Early Book Review: The Dragon with a Chocolate Heart by Stephanie Burgis

The Dragon with a Chocolate Heart by Stephanie Burgis is a middle grade novel currently scheduled for release on May 30 2017. Aventurine is the fiercest, bravest dragon there is. And she's ready to prove it to her family by leaving the safety of their mountain cave and capturing the most dangerous prey of all: a human. But when the human she finds tricks her into drinking enchanted hot chocolate, Aventurine is transformed into a puny human girl with tiny blunt teeth, no fire, and not one single claw. But she's still the fiercest creature in the mountains, and now she's found her true passion: chocolate! All she has to do is get herself an apprenticeship (whatever that is) in a chocolate house (which sounds delicious), and she'll be conquering new territory in no time, won't she?

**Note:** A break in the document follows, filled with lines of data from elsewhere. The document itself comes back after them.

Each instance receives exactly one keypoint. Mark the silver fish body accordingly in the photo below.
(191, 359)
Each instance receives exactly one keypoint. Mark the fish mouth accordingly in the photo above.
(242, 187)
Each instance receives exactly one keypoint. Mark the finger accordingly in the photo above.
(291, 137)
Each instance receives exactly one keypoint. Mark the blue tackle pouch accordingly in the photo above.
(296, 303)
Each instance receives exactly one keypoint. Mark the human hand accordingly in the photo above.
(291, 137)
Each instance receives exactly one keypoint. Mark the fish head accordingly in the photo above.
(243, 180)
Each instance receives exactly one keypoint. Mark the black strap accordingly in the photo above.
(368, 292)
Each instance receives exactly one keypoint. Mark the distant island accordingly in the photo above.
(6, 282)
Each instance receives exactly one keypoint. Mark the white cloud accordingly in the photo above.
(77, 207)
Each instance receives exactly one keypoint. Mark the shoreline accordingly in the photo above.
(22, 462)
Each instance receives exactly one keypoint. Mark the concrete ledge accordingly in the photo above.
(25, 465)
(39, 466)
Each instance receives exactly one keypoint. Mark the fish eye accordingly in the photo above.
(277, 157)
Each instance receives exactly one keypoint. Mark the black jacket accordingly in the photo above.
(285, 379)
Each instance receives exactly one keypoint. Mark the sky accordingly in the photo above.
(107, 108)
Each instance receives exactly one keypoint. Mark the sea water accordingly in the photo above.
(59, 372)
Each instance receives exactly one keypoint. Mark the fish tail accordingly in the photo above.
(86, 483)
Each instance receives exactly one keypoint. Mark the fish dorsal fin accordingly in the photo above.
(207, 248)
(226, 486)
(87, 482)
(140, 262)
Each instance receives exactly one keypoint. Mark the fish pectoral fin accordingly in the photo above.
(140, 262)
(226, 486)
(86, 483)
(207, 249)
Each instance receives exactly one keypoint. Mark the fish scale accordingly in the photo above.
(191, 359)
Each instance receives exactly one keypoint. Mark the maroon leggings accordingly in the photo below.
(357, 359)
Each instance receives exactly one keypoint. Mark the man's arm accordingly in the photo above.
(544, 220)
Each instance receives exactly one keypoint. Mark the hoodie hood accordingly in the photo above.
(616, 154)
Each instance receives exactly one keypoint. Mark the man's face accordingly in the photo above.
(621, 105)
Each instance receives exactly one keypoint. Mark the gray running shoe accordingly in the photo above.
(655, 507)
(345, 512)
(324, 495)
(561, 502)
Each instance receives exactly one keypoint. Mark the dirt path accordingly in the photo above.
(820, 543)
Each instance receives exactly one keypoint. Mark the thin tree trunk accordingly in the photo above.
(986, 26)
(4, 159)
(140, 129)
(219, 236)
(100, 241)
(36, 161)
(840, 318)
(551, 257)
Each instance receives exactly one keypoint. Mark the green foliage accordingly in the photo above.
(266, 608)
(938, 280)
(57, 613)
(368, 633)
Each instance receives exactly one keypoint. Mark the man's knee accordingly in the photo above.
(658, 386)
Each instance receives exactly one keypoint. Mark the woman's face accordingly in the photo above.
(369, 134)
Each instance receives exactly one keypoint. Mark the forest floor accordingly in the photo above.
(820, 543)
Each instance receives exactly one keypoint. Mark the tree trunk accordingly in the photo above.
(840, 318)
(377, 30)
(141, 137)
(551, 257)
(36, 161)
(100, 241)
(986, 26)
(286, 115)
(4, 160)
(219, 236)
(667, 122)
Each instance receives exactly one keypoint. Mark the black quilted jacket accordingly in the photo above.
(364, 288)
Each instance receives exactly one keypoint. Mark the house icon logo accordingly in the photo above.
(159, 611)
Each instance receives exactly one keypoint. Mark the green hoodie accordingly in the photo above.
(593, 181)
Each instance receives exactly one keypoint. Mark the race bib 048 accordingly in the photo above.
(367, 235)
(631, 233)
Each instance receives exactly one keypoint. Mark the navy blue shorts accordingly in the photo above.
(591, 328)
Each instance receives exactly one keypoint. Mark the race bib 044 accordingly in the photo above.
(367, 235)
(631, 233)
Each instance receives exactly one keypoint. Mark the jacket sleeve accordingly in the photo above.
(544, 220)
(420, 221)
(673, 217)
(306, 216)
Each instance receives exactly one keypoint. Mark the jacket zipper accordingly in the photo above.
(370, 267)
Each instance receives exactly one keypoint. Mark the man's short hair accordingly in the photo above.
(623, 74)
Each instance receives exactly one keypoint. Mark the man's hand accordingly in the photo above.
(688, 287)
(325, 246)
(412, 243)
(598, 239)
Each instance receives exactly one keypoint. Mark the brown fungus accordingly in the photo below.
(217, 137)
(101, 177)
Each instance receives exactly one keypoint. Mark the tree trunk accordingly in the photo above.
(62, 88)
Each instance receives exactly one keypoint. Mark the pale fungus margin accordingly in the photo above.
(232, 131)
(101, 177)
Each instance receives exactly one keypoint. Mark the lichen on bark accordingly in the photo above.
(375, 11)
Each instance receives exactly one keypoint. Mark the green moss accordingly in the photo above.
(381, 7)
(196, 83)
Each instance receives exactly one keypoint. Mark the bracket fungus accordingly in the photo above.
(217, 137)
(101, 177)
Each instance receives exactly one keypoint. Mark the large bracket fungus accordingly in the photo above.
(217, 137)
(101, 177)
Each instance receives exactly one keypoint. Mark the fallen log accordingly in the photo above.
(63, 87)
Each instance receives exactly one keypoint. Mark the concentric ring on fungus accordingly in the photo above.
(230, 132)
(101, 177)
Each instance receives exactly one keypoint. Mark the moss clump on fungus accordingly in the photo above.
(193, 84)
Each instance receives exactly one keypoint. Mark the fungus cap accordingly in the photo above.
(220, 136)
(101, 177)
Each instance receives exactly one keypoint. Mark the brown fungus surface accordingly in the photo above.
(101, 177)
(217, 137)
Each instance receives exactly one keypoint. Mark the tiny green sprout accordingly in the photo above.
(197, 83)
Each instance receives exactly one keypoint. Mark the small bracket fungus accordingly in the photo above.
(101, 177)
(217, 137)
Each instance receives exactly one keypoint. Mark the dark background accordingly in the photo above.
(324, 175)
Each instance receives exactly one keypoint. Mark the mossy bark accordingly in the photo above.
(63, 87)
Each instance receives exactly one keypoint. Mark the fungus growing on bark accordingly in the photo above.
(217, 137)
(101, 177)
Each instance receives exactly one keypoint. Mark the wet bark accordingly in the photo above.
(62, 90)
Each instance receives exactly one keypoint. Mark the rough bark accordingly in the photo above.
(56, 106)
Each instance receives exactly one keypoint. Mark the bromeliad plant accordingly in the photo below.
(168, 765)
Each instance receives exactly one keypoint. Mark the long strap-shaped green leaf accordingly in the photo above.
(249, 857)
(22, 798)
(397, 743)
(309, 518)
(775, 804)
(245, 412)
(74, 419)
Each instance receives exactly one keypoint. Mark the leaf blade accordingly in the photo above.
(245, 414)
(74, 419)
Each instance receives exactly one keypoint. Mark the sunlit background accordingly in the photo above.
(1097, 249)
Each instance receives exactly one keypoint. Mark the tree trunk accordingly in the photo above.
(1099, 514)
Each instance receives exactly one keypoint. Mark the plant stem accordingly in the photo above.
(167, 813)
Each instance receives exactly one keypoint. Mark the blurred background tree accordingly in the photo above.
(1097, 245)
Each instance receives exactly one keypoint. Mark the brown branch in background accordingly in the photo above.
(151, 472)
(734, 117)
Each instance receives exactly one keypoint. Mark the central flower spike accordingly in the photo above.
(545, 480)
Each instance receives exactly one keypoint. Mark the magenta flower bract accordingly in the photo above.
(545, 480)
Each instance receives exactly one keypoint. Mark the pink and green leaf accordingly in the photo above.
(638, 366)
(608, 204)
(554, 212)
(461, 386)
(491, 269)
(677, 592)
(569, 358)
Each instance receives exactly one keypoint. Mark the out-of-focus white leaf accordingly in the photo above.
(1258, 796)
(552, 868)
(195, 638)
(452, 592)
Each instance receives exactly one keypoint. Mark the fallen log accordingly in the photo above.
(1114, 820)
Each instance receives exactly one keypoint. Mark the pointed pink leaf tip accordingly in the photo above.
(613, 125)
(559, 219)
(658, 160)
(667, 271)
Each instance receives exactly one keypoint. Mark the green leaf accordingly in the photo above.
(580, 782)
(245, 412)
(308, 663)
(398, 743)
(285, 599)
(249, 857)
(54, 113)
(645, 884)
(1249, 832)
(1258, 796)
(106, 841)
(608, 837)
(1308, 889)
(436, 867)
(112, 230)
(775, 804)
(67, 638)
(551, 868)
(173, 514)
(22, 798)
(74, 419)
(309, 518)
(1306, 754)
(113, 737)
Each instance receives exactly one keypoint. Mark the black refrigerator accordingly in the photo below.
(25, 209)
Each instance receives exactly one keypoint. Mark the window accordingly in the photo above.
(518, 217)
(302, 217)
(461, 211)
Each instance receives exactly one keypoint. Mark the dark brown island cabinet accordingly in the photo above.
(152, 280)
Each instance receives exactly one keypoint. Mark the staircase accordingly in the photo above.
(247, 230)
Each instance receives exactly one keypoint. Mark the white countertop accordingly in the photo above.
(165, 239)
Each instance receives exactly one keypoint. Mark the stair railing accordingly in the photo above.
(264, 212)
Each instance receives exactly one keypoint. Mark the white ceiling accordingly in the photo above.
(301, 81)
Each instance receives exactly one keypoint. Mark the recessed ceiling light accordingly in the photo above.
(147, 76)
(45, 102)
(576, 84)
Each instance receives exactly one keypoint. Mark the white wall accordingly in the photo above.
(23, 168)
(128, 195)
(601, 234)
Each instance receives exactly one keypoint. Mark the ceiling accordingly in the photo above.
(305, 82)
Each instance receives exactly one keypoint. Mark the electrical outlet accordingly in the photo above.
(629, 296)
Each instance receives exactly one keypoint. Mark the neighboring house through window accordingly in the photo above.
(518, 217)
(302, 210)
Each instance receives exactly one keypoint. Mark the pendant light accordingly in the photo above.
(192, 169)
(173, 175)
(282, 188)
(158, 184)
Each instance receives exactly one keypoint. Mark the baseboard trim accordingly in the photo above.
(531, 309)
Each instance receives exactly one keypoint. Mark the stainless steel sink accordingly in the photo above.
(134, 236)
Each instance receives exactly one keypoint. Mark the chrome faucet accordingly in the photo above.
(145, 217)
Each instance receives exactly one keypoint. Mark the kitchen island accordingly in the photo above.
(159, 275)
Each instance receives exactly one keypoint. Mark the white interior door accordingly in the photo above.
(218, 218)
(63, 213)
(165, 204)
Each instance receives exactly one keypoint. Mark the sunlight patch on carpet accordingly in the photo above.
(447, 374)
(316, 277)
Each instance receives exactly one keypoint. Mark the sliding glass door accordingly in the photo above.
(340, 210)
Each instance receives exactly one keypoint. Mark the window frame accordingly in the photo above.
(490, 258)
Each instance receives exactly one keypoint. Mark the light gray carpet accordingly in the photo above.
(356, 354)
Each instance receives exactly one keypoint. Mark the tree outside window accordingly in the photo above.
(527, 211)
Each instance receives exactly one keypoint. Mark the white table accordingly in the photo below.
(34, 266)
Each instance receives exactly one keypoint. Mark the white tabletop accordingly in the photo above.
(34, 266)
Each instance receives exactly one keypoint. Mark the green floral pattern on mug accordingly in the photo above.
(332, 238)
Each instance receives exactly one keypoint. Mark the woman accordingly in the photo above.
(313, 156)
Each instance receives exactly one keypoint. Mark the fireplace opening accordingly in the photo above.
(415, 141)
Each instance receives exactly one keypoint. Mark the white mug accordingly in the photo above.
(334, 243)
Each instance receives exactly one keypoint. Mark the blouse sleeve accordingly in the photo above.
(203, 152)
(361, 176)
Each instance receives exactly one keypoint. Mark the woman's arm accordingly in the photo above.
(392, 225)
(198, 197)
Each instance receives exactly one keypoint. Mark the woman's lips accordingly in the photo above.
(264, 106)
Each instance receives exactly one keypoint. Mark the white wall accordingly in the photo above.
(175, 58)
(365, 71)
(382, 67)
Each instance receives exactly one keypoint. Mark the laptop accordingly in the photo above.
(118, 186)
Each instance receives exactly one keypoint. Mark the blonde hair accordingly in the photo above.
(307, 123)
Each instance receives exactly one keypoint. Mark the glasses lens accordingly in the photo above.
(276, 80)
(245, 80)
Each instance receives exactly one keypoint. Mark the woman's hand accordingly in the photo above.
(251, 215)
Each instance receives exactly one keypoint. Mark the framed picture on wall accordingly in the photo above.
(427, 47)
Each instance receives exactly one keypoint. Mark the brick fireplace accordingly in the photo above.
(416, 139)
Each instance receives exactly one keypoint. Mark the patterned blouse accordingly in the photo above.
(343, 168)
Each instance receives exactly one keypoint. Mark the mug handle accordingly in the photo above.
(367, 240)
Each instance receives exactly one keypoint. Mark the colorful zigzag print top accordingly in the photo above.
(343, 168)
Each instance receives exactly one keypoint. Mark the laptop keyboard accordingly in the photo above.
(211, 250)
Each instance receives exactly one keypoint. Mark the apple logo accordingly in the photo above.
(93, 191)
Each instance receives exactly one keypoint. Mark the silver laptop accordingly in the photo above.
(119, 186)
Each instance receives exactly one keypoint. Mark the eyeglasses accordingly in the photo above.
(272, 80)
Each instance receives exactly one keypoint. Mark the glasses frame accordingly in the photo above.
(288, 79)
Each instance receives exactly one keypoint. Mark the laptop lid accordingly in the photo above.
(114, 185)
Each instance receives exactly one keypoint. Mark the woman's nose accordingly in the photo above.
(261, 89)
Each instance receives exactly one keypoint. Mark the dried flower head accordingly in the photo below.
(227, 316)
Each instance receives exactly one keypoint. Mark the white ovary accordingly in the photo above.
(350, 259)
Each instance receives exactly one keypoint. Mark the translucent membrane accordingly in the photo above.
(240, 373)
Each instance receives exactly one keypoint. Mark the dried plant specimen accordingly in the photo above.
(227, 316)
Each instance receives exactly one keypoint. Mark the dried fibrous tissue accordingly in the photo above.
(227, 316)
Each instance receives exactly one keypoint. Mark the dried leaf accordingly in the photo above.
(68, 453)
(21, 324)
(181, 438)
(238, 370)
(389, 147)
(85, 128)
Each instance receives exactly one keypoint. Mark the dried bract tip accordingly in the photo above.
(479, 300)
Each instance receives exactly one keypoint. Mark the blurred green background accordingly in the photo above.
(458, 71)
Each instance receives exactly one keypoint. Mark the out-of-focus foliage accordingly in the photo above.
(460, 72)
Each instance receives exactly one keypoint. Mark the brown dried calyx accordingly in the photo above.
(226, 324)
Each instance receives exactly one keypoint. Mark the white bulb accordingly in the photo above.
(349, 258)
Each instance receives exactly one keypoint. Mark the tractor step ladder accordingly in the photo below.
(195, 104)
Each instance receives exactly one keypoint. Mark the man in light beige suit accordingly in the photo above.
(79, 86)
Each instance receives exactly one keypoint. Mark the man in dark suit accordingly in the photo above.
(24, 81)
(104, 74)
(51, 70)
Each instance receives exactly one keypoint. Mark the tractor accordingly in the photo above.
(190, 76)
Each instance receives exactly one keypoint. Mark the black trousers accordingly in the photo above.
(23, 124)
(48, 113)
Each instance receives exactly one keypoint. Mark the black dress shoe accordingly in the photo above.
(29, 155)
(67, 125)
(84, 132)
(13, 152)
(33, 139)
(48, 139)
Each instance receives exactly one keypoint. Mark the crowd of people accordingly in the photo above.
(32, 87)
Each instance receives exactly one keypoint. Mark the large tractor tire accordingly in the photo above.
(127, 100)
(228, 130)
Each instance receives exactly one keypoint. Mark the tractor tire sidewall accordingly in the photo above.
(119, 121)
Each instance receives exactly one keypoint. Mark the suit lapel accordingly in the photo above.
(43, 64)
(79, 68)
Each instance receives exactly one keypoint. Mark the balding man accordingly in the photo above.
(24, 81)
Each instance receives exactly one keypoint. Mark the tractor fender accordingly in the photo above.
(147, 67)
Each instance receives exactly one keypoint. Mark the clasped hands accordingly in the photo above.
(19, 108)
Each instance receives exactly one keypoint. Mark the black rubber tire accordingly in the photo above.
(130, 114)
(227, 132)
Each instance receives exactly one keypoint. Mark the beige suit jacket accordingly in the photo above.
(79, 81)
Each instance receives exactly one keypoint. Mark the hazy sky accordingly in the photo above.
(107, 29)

The Dragon with a Chocolate Heart is fantasy and a coming of age story that is charming and heartwarming. Adventurine is much like any other tween and teen, tired of being told what to do my family and those around them. She is a dragon, raised with a very clear notion of what people are like, and how dragons should be. She is tired of being underestimated and kept from doing what she wants to do. When her attempt at proving herself goes wrong, she is forced to face the human world as one of us, and find her own way. She faces many different kids of people, while the particulars are different from what we see now because of the setting- the attempts at manipulation, friendship, and other activities ring true. Adventurine needs to figure out how to get by, who she is,  and what she wants regardless of shape. I liked the messages that were woven through the book about being yourself, following your passion, judging everyone by their own merits, and friendship. I also liked the way the characters ended the story- but I do not want to ruin that for you, but I cannot imagine a better conclusion for the book. 

The Dragon with a Chocolate Heart is a well written fantasy. I think that the characters are relatable and will resonate with many middle grade and teen readers.